The Dong lab seeks to understand the molecular and cellular basis for BoNT actions, to improve and expand the therapeutic application of these toxins, and to broaden our understanding of the fundamental cellular processes targeted by these bacterial toxins. We are also interested in basic questions of cell biology in neurons including synaptic vesicle exocytosis/trafficking and cytoskeleton remodeling in neurons.

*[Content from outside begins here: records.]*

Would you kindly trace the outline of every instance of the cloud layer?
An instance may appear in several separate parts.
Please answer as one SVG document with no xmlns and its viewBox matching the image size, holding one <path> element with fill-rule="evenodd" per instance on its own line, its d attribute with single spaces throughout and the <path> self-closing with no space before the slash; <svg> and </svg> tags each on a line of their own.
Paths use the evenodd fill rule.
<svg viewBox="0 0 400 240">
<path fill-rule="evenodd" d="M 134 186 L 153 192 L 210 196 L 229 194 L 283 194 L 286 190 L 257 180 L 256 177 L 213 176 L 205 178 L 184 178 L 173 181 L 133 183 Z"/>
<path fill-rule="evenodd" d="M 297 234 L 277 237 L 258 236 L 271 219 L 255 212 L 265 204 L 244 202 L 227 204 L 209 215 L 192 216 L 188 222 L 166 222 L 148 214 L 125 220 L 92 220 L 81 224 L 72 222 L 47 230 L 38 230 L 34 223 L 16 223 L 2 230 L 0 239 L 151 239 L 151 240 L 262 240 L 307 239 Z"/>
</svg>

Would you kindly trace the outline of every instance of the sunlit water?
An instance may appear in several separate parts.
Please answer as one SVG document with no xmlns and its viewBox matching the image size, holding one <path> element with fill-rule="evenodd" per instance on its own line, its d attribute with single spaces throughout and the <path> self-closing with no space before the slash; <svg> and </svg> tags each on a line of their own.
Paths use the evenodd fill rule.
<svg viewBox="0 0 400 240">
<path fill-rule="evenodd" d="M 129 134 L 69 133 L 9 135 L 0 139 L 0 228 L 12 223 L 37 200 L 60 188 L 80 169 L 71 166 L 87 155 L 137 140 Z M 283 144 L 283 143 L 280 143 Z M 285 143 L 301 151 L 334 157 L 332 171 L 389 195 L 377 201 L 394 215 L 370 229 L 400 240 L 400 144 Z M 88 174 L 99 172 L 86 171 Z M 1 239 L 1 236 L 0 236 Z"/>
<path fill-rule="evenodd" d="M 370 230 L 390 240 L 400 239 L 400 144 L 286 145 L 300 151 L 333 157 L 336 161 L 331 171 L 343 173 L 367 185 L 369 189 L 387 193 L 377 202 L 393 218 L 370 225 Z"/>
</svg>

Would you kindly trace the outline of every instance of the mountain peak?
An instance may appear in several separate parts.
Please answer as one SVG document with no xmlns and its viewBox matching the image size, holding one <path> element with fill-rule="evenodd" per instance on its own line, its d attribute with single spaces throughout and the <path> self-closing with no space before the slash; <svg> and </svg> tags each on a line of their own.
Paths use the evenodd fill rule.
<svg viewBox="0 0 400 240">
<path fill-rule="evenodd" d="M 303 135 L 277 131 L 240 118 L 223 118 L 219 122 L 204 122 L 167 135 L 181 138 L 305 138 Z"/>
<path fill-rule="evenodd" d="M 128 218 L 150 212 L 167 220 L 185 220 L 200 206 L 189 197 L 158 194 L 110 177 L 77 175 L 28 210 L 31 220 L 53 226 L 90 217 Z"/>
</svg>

Our current studies focus on toxin-receptor interactions and the cellular mechanism of BoNT-induced neurodegeneration. We are also investigating basic questions in cell biology of neurons, particularly (1) synaptic vesicle exocytosis/recycling, with a focus on the functional role of the major vesicle proteins SV2 and synaptotagmin; (2) actin cytoskeleton remodeling in neurons, with a focus on the newly defined ROCO kinases in regulating cytoskeleton, and their roles in neuronal development, axon regeneration, synaptic plasticity, and neurodegenerative diseases. To address these questions, we utilize a variety of cell lines and primary cultured rodent neurons as cell models, and we employ a range of biochemical and cell biological approaches including protein engineering, crystal structural studies, imaging, electrophysiology, and genetically modified mouse models.